Colorado is just one of the many states feeling their push. Florida is also on the agenda this year. They don't just want to make sure that insurance does not cover birth control....they want to ban it entirely if they can.
From the Rocky Mountain Independent:
Personhood amendment readies for Round 2If at first you don’t succeed — even by a 3-1 margin — try, try again. That is the sentiment from the folks who tried last fall to get Colorado voters to declare that life begins at conception.
Now the group is back, or at least trying to come back. This month, the Colorado Secretary of State’s title board approved wording for a new question for the 2010 ballot. The proposed measure, assuming it gets the necessary petitions to put it on the ballot, is virtually identical to Amendment 48, which 73 percent of Colorado voters defeated last fall.
That trouncing isn’t putting a damper on the folks at Personhood Colorado or its new national group, Personhood USA, which is pushing similar measures in 29 other states, said Keith Mason, who’s heading the effort in Colorado and nationwide.
“The difference in the strategy of the campaign will be to be a bit more upfront with what we expect the language will do and what this campaign’s all about, which is protecting human life,” Mason said. “Last time, some of the issues were skirted a bit, but we plan not to do that again.”
They don't care if they fail, they will just be back next year. When they get through making sure insurance doesn't pay for birth control, no telling what is next.
And the battle is starting in Florida as well. Looks like this amendment would ban contraception altogether.
Would proposed amendment make birth control illegal in Florida?The "Personhood Amendment" that conservative activists are filing today in Tallahassee would add language to the state constitution that defines someone as a "person," regardless of age or health status, "from the beginning of the biological development of that human being."
Pat McEwen of Palm Bay is one of two leaders of the loose collection of activists, collectively known as Personhood Florida.
"In the original Florida Constitution in 1885, they gave Floridians the right to enjoy and defend life," she said. "This amendment defends the unborn, and it also gives older people like me – a retired college professor – the right to make my own decisions and not have someone override it."

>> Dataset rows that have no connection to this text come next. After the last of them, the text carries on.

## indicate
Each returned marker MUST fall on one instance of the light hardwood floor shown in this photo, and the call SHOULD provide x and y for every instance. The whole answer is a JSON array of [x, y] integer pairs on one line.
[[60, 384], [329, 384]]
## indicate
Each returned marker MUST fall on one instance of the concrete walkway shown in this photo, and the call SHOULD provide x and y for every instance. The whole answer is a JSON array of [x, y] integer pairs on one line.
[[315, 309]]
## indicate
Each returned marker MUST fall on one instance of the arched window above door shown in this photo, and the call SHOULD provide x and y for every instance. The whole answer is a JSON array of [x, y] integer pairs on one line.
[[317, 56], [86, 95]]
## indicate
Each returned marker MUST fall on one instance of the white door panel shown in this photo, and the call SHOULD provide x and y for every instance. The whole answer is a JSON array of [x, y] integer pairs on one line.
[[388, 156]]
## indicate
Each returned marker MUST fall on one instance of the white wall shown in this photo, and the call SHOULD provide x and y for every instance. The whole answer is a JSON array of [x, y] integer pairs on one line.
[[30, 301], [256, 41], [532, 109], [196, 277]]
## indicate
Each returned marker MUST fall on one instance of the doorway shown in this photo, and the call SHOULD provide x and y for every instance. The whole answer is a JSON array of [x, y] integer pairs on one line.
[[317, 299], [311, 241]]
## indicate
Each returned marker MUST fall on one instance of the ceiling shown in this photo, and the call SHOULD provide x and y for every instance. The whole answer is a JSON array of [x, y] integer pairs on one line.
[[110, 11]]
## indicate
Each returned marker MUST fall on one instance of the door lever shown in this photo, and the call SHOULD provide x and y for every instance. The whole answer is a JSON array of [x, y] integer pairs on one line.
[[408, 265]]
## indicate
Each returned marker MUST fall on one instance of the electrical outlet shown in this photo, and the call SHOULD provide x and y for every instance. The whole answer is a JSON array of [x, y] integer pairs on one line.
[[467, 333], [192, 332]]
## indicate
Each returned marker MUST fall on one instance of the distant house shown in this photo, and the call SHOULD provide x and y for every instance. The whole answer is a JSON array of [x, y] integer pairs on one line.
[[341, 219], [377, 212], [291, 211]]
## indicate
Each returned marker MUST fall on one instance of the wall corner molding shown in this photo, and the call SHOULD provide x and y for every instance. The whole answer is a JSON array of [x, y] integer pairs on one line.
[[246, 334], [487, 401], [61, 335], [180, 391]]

And guess what. Through the years their battle against abortion has succeeded...they just never gave up. Now they are after contraception. Not just through the insurance path, but through training and putting in place pharmacists who will not fill prescriptions for it.
Now our Democrats have made clear there WILL be a conscience clause in the health care reform bill. The only reason for a conscience clause is to soothe the ruffled feathers of the religious right.
The more sinister potential of the original bill could have expanded far beyond reproductive services, Esman said. “If you were anti-gay, you didn’t have to treat gay people. If you were a white supremacist and worked at a doctor’s office you could refuse to make appointments for people who are non-white.” It was by raising concerns of broader threats of the legislation that the ACLU was able to build a diverse coalition to work on the bill.
.....Still, conscience clauses are becoming an increasingly popular mode of anti-choice legislation, and not all states will result in the kind of compromise reached in Louisiana. Arizona’s bill combines a conscience clause, allowing pharmacists to refuse to dispense emergency contraception, with a 24-hour waiting period for abortions. The bill also increases penalties (from one year of prison to two years) for physicians that perform the already-illegal late abortion procedures erroneously and misleadingly termed "partial-birth abortions."
They have won every battle in the field of choice. We need to fight harder against this minority that wants religion to control our government and our consciences and choices.